Tuesday, October 28, 2008

My Depravity In Adulthood

"I ran across an old box of letters
While I was bagging up some clothes for Goodwill
You Know I had to laugh that the same old struggles
That plagued me then are plaguing me still"
- Caedmon's Call

I would like to tell you that after facing the humbling reality of my depravity in my teens years I went on to stop chasing the slavery that I was in bondage to. Although it was on that day, I decided to stop the diet pills and caffeine, I did not let go of the myriad of other addictions that had led me to abuse the substances. I certainly had a problem with speed, but I had a much bigger issue with this unyielding desire to impress people. The addiction to being admired was entrenched much deeper than any substance abuse. Admiration fed the demons of control and social position. These three formed a mighty beast of self satisfaction in me.

Unfortunately, that beast was not slain as easily as the substance addiction. That beast slipped back into the recesses of my mind where he still preys on my fears and insecurities. My carnal nature is never further than the recesses of my mind which I have not yet let the Kingdom of God be formed in.

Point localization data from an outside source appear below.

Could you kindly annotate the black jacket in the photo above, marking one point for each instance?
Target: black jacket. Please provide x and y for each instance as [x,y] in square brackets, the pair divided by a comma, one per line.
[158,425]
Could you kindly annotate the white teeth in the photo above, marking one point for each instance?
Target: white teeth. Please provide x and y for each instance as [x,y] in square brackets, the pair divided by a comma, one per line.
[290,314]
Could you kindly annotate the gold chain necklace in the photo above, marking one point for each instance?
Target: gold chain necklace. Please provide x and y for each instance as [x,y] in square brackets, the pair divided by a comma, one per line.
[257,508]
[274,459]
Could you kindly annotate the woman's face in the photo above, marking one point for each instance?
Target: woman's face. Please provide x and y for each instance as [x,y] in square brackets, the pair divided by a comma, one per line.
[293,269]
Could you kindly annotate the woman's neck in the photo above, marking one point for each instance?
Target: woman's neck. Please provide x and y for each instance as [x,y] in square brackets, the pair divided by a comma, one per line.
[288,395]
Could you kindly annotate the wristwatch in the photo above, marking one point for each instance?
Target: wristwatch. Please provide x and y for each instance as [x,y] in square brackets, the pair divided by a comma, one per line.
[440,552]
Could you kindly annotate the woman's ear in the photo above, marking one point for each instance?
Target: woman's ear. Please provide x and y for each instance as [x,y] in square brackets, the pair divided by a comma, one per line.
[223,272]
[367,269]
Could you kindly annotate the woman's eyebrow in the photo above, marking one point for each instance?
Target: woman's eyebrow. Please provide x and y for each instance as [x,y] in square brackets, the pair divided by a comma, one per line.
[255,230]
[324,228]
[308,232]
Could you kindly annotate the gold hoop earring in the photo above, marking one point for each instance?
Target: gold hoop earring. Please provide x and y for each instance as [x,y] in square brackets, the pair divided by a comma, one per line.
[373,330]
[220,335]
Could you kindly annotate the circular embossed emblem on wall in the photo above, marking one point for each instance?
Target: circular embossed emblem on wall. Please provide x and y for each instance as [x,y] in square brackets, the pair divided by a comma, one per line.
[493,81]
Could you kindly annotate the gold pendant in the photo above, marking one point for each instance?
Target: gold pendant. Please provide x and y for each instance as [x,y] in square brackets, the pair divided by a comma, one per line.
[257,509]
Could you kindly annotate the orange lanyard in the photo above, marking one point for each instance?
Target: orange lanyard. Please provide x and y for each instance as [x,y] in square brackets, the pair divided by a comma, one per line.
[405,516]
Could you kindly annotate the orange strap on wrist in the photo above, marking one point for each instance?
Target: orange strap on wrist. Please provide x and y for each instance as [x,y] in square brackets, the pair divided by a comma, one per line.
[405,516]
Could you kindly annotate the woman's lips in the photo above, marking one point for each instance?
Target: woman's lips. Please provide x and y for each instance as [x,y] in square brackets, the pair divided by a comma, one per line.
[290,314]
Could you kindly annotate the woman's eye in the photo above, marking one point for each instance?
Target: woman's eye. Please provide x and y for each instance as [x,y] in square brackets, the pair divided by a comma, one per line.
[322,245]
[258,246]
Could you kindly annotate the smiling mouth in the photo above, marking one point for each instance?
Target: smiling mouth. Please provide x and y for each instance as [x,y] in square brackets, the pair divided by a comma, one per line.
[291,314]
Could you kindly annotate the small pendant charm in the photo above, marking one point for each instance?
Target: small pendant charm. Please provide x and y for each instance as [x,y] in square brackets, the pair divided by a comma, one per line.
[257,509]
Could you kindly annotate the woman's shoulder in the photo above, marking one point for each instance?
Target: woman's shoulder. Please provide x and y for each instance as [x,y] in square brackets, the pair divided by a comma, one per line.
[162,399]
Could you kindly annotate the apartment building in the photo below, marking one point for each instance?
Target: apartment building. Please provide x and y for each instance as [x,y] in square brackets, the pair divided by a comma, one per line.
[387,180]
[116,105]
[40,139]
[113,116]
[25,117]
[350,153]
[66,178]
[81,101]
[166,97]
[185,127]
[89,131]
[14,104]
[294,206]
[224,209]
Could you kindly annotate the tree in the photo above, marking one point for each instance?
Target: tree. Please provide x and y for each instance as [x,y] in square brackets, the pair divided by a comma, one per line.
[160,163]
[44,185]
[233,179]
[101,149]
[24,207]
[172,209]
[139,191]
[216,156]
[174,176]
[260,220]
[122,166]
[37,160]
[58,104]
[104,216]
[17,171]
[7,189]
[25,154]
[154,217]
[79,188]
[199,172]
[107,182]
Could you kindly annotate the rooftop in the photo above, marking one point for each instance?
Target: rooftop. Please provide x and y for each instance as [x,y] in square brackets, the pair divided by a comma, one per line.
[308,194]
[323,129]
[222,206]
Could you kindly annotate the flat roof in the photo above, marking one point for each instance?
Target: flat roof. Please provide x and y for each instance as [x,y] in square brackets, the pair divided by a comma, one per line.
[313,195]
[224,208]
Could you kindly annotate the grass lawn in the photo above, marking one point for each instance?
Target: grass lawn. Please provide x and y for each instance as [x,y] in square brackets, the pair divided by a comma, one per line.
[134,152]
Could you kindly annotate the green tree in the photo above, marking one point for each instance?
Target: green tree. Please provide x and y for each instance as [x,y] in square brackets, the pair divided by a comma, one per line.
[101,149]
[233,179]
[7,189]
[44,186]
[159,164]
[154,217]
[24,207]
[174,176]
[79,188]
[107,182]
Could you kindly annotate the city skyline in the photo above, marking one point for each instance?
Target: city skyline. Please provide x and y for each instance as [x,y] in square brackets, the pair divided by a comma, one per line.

To give you an example as recent of a few weeks back. I spoke on Saturday afternoon at camp. After my sermon was dinner time. The closing prayer was concluded and the entire camp went off to line up for supper. Not ONE person came over to make any compliment what so ever of the message. Even my own wife, did not give me a "Great Job!" My depravity crept out of it's cavernous abode and began to torment me. Feeling unappreciated and socially diminished I was blessed by God with a vision to illustrate the damage I was allowing in my mind. There stood this dragon pulling me apart, one limb at a time. I had to choose in that moment to let my enemy lure me back into the danger of his self promoting cave, or to let the Kingdom be formed over the wound. I had responded to the Spirit's leading and preached the message he gave me, so this was should never have been about my pride in anyway.

I give this example because it is visible, still I struggle everyday with my needs for appreciation, control, and social struggle. The recognition of our depravity, is not a one time obstacle that once overcomes raises us to a higher place in the journey, instead it is a parallel road that appears less treacherous and more appealing.
Matthew 7:13-14 “You can enter God’s Kingdom only through the narrow gate. The highway to hell is broad, and its gate is wide for the many who choose that way. But the gateway to life is very narrow and the road is difficult, and only a few ever find it.
I have seen the hell my mind becomes separate of the redemptive forming of God's Kingdom. I therefore recognize my depravity daily and choose to walk through the gateway that leads to life. This narrow road leads me to the alien, the cripple, the beggar, and the orphan because I acknowledge that in my own power I can be nothing more than they are.

"Lord God, let me never see my self as anything other than a stranger, given citizenship in your Kingdom; a cripple made to walk in your light, a beggar living off the wealth of your grace, and an orphan adopted to be a prince of the King. Let me also never forget that you are always found in the midst of these peers."